Congenital adrenal hyperplasia (CAH) due to
21-hydroxylase deficiency is caused by mutations in the CYP21A2 gene and is often fatal in its classic forms if not treated with
glucocorticoids. In contrast, non-classic CAH (
NCCAH), with a prevalence from 0.1 % up to a few percentages in certain ethnic groups, only results in mild partial
cortisol insufficiency and patients survive without treatment. Most
NCCAH cases are never identified, but unnecessary suffering due to
hyperandrogenism, especially in females, can be avoided by a correct diagnosis. A 17-hydroprogesterone (17OHP) level above 300 nmol/L indicates classic CAH while 30-300 nmol/L in adult males or females (follicular phase or if anovulatoric) indicates
NCCAH. The gold standard for diagnosing
NCCAH is the
ACTH stimulation test.
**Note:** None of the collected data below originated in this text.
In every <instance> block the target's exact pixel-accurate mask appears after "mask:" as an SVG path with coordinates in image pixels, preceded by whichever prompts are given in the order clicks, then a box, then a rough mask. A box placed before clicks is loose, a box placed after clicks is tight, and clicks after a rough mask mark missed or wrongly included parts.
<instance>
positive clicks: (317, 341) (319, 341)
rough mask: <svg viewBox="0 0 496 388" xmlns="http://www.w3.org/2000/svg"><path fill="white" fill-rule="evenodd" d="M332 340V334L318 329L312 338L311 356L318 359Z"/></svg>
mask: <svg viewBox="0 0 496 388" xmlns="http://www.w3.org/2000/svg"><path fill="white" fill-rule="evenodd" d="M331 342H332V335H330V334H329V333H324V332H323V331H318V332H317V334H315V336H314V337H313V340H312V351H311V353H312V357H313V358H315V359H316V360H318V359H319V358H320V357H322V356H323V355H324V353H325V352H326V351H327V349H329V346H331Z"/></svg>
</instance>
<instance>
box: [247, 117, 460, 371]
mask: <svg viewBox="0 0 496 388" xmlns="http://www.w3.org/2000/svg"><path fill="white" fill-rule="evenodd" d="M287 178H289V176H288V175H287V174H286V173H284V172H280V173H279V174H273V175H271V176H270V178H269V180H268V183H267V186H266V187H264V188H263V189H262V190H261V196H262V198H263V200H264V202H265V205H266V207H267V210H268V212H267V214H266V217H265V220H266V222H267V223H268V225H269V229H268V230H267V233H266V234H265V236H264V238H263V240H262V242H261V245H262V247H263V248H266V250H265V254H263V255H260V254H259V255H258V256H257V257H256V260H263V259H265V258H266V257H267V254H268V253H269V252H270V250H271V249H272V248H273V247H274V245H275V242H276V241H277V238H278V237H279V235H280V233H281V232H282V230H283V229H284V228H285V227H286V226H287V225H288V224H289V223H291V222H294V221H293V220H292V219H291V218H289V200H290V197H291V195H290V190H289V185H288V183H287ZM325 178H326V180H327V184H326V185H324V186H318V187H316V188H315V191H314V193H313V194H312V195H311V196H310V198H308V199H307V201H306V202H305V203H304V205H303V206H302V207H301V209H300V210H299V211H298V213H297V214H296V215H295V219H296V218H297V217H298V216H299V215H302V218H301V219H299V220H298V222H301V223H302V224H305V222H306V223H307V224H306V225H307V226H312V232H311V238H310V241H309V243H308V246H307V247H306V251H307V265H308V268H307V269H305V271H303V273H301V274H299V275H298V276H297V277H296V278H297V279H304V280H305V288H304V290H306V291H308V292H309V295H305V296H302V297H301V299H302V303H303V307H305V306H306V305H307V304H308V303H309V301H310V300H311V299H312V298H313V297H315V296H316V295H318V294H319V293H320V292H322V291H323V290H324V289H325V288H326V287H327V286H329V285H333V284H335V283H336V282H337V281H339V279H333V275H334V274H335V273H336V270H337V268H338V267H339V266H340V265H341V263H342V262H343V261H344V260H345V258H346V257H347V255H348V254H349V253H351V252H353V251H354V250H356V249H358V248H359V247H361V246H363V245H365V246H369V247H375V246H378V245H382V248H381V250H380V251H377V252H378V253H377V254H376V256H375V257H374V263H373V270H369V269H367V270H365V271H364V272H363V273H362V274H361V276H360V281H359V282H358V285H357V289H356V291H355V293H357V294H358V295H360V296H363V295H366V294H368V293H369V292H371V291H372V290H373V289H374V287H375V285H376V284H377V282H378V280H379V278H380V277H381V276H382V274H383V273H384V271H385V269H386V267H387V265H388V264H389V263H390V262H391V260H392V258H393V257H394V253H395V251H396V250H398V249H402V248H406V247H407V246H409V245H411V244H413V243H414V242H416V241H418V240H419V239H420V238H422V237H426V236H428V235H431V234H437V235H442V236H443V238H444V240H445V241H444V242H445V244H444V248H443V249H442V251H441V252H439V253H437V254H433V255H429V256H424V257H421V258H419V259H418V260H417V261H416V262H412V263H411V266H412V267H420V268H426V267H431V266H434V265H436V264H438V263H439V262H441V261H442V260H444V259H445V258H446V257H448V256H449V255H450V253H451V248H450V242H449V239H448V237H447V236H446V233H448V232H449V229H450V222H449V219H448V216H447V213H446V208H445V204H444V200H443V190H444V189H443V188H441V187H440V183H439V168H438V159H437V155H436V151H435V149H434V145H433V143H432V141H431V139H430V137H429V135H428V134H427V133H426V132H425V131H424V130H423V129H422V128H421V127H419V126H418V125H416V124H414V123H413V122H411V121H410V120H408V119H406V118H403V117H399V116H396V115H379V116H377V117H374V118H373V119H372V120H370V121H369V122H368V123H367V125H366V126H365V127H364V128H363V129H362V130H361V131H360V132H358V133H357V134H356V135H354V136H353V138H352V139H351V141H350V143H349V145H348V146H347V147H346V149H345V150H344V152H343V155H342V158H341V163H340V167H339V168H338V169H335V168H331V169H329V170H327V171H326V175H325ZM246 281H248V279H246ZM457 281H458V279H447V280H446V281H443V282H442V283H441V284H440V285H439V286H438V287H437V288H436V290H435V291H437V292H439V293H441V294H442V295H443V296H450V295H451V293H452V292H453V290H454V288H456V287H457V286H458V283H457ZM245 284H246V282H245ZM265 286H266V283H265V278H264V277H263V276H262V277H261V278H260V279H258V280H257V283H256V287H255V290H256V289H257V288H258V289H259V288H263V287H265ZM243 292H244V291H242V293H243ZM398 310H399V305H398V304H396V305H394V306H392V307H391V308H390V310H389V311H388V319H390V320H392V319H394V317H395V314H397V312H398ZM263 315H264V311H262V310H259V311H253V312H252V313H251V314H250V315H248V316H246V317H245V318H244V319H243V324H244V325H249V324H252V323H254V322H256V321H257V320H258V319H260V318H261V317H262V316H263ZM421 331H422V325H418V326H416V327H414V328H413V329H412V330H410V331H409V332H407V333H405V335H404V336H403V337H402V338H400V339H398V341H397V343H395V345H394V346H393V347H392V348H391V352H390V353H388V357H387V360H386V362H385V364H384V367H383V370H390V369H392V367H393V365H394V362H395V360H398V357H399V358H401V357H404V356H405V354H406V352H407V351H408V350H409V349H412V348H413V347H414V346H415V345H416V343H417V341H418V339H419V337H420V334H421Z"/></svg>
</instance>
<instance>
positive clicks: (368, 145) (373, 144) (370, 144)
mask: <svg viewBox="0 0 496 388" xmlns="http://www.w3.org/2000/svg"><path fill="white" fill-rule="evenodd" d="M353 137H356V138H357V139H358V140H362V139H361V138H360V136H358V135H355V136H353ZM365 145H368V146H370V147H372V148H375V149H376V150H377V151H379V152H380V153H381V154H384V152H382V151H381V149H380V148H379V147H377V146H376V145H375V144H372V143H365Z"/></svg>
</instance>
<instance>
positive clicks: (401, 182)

Deletion, large gene conversions, and nine microconversion-derived mutations are the most common CYP21A2 mutations. However, almost 200 rare mutations have been described. Since there is a good genotype-phenotype relationship, genotyping provides valuable diagnostic, as well as prognostic information. Neonatal screening for CAH is now performed in an increasing number of countries with the main goal of reducing mortality and morbidity due to
salt-losing adrenal crises in the newborn period. In addition, screening may shorten the time to diagnosis in virilized girls. Neonatal screening misses some patients with milder classic CAH and most
NCCAH cases. In conclusion, diagnosing classic CAH is life-saving, but diagnosing
NCCAH is also important to prevent unnecessary suffering.